- Born: 1951 (age 73–74) Dushanbe, Tajikistan
- Occupation: Historian
- Relatives: Nazarsho Dodkhudoyev (father); Larisa Dodkhudoeva (sister);

Academic background
- Alma mater: Leningrad State University; Tajik Academy of Sciences (PhD);
- Thesis: Epigraphic Monuments of Samarqand, XI–XIV Centuries (1983)

= Lola Dodkhudoeva =

Tajikistani historian (born 1951)

Lola Dodkhudoeva (born 1951) is a Tajikistani historian.

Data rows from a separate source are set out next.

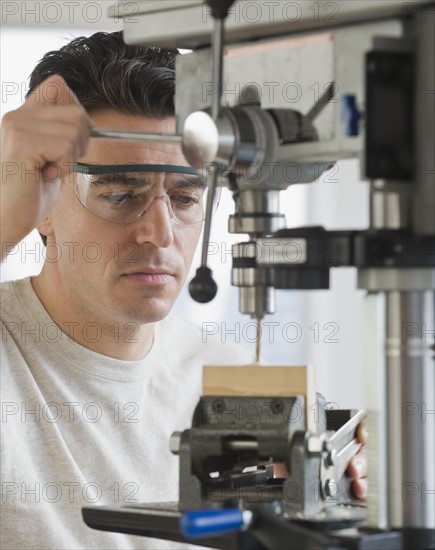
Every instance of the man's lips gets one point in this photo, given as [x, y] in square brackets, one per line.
[150, 276]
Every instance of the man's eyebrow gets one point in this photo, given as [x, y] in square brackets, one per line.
[121, 179]
[129, 180]
[189, 182]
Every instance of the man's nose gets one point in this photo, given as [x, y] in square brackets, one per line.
[156, 225]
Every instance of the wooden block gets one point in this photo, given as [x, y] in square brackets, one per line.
[262, 381]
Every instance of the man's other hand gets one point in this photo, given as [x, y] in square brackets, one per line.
[357, 469]
[40, 142]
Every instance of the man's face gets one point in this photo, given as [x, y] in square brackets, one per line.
[122, 272]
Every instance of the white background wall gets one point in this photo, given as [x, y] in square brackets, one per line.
[339, 204]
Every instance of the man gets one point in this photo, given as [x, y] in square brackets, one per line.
[96, 374]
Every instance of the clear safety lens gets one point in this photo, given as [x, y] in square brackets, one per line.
[124, 197]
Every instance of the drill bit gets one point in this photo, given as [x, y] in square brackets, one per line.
[258, 341]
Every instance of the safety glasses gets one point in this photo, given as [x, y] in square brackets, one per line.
[125, 193]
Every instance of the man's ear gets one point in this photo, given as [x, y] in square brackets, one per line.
[45, 228]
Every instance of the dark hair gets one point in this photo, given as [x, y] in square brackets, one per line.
[105, 73]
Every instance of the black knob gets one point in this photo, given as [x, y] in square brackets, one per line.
[220, 8]
[202, 287]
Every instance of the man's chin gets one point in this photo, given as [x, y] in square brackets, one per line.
[152, 313]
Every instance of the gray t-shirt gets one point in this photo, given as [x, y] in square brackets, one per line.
[80, 428]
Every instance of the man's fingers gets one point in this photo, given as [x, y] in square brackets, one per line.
[53, 91]
[359, 488]
[362, 433]
[358, 465]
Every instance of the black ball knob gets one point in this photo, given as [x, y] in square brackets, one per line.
[202, 287]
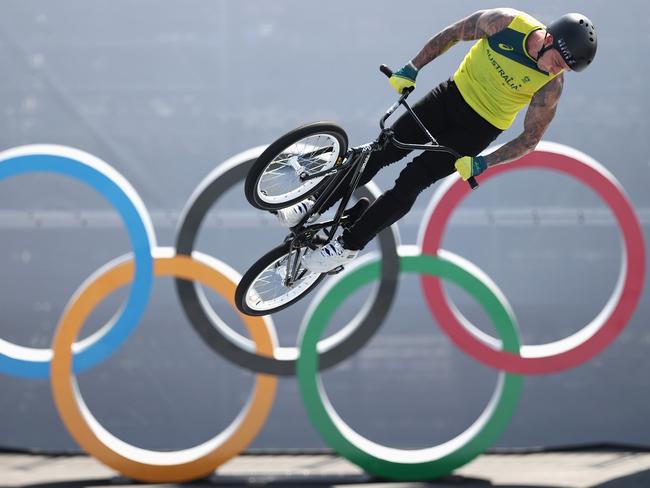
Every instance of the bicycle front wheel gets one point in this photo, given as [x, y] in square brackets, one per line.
[262, 290]
[275, 182]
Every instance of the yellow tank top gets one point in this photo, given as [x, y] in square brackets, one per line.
[498, 77]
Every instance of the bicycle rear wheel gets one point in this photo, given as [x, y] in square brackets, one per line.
[261, 291]
[274, 180]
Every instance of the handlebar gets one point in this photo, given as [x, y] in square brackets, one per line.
[402, 101]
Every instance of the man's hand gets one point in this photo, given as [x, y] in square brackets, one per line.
[469, 166]
[403, 78]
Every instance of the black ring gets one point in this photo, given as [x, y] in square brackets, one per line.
[213, 330]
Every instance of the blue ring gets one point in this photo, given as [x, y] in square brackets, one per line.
[138, 232]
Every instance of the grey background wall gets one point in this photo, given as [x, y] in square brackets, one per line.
[164, 91]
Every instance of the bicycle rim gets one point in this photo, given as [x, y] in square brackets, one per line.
[268, 292]
[280, 181]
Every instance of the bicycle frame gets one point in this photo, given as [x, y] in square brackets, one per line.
[304, 235]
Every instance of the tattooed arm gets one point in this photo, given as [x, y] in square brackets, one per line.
[483, 23]
[538, 117]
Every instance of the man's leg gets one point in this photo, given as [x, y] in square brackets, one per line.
[418, 175]
[406, 129]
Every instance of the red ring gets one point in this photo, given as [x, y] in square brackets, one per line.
[573, 163]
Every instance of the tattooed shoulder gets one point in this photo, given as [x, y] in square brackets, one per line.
[495, 20]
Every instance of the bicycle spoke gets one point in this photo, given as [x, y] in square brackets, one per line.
[281, 182]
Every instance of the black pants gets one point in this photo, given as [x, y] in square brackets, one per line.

Born in Dushanbe, Dodkhudoeva is the daughter of Nazarsho Dodkhudoyev; Her sister is the art historian Larisa Dodkhudoeva. She received a degree in Arabic studies from Leningrad State University in 1973. In 1977 she began work as a researcher at the Department of Medieval History of the Institute of History, Ethnography, and Archaeology at the Tajik Academy of Sciences; she later became the head of the department. She received her Ph.D. in 1983 from the Tajik Academy of Sciences. From 1993 to 1994 she worked in the Tajikistan Ministry of Education; from 1996 to 1997 she was the deputy director of the Open Society Institute's branch in the country. In March 2000 she was named secretary general of UNESCO's national commission for Tajikistan. Dodkhudoeva is by specialty a historian of Islam, focusing on the religion's role in medieval Central Asian affairs, with some forays into more contemporary topics. As of 2016 she was a chief scholar of the Rudaki Institute of Language, Literature, Oriental Studies and Written Heritage at the Tajikistan Academy of Sciences.